するとその不安気なアリーチェの様子に気がついたルドヴィクが穏やかに目を細める。

「………大丈夫だ。あなたにとって、悪い事ではない。………いや、寧ろそれが真実ならば、これ以上ないくらいに喜ばしい事だと思う」
「喜ばしい………?それは一体………?」

今回の事件で本来裁かれるべきだった黒幕の二人が然るべき罰を受け、自分はルドヴィクと想いが通じたというのに、それ以上喜ばしい事などあるのだろうか。
全く見当がつかず、アリーチェは首を傾げた。

「………とにかく、これからある場所に私と共に行ってもらいたい。全ては、そこで話をしよう」

そう言ってルドヴィクは柔らかな微笑みを浮かべると、アリーチェを正面から見据える。
彼の穏やかな表情を見ていると、先程までの不安は一気に消え去り、不思議と大丈夫だという気持ちになってきた。

「………分かりました。参りましょう」

アリーチェが軽く頷くと、ルドヴィクもそれに倣って頷いた。
そして馬車の壁を叩いて馬丁に合図を送った。
僅かな間を置いて、ゆっくりと馬車が動き出した。

「到着までは時間がかかる。
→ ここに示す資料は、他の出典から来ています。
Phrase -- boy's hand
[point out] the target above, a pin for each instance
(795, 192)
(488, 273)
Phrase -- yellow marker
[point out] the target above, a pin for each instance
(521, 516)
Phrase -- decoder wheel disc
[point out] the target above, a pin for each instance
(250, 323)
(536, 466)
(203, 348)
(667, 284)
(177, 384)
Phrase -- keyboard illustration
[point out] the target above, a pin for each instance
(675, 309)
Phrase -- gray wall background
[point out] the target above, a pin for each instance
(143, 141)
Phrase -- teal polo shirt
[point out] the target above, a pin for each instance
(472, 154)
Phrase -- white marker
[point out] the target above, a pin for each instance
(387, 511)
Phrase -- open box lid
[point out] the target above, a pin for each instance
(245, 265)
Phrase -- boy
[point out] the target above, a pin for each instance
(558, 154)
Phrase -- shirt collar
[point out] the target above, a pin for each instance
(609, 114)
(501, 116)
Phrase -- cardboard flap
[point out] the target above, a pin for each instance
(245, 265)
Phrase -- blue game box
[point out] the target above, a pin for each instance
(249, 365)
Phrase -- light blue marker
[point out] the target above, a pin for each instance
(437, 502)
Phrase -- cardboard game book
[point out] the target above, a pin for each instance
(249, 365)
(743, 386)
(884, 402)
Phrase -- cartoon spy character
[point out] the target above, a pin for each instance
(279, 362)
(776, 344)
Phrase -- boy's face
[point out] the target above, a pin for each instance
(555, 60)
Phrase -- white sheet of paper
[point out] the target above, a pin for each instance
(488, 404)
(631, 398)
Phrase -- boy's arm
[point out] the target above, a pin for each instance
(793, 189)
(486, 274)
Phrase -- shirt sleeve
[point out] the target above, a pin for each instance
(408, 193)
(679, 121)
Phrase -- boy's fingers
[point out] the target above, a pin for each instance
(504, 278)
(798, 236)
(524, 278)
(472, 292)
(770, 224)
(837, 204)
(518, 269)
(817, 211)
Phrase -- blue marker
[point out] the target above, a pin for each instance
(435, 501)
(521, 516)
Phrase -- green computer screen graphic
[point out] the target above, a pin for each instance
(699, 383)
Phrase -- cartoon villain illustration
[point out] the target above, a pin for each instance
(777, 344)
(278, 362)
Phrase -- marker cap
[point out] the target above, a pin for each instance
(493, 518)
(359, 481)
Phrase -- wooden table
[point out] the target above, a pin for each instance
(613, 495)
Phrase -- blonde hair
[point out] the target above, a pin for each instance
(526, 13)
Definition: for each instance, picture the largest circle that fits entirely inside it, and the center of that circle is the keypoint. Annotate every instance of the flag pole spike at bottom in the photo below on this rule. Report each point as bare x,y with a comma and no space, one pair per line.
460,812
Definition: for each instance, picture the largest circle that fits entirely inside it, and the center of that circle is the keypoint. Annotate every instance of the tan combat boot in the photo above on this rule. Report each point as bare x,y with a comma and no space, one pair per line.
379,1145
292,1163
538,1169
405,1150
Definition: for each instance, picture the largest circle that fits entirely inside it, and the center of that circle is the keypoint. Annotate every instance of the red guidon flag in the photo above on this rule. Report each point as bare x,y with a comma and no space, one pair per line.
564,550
………朝から緊張しっぱなしだっただろう?少し、休むと良い」
「大丈夫ですわ。気が休まらないことには慣れてますもの」

伊達に牢獄暮らしをしてませんから、と冗談めかして付け加えると、ルドヴィクは一瞬、辛そうな表情を浮かべ、それから苦しそうに笑った。

「………すまない」
「ルドヴィク様が謝罪なさることはありませんわ!全ては前ブロンザルド国王のした事ですし………。それにあの一件があったからこそ、わたくしは今こうしてこの場に居られるのですもの。………万が一そうでなくとも、きっとルドヴィク様が救い出して下さった気がしますけれど………」

アリーチェがはにかみながら笑顔を向けると、ルドヴィクは照れくさそうに、唇を噛み締めた。